The chief justice explained:
“Martin’s message to defendant could not have been clearer: Martin would not honor defendant’s right to silence or his right to counsel until defendant gave him a confession.”
George said the Fifth District Court of Appeal, which affirmed Neal’s conviction in an unpublished opinion in April of last year, erred when it agreed with Sevier that the defendant initiated the second interview voluntarily.
“It is true that defendant did not confess to Detective Martin in the course of the first interview, but asked to speak to Martin the following day, although only after a night in custody without access to counsel or other noncustodial personnel and without food or drink or toilet facilities,” George observed, but he added:
“From the fact of defendant’s resistance, and Martin’s overcoming of his resistance, we may infer that defendant received the message that Martin would not honor defendant’s right to silence or right to counsel until defendant confessed.”
The chief justice conceded that enough other evidence was introduced at trial to support the jury’s guilty verdict, but he said it was impossible to determine beyond a reasonable doubt that the error was harmless-the standard required by Chapman v. California (1967) 386 U.S. 18.

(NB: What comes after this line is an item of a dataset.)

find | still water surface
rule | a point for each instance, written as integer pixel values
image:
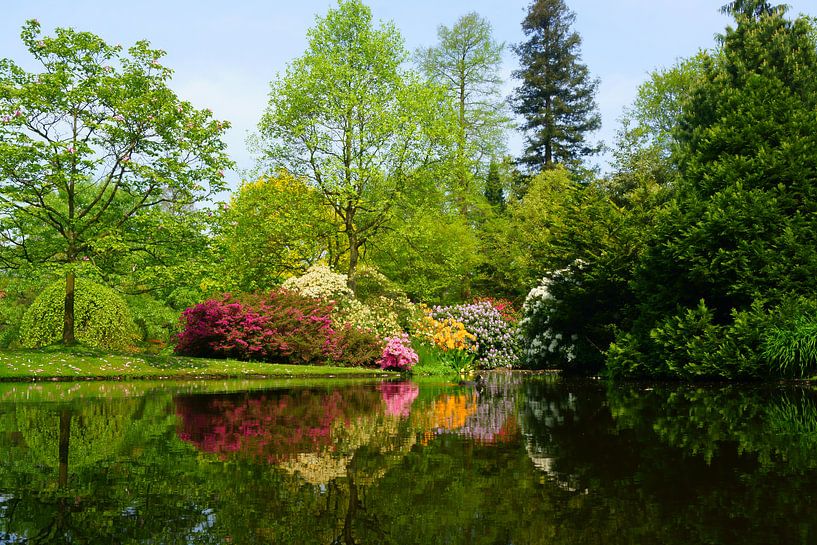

Examiner’s Testimony Cited
He noted that a document examiner testified an incriminating note left at the crime scene, purportedly from another roommate with whom Collins had had a stormy relationship, was actually written by Neal. Had the confessions, in which Neal admitted writing the note, been excluded, the defendant might have been able to cast doubt on that testimony, George said.
“The consequence of the officer’s misconduct—the absolute inability to introduce the confessions at trial—is severe,” the chief justice wrote, “but is intended to deter other officers from engaging in misconduct of this sort in the future.”
Justices Joyce Kennard and Marvin Baxter authored separate concurrences. Kennard said she would have analyzed separately the question of whether the Miranda waiver obtained from Neal at the beginning of his second interview with Martin was knowing and intelligent, concluding it was not.
Baxter, with whom Justices Ming Chin and Carlos Moreno joined, noted that Martin testified he had been trained to continue custodial questioning in violation of Miranda by a sergeant who described the tactic as a “useful tool.”
The justice explained:
“[N]othing in Peevy was meant to condone deliberately improper interrogation tactics, whether individual or systematic.”
It is “unconscionable for police departments or supervisors to give contrary instruction or encouragement to the officers under their jurisdiction,” he declared.
The case is People v. Neal, 03 S.O.S. 3684.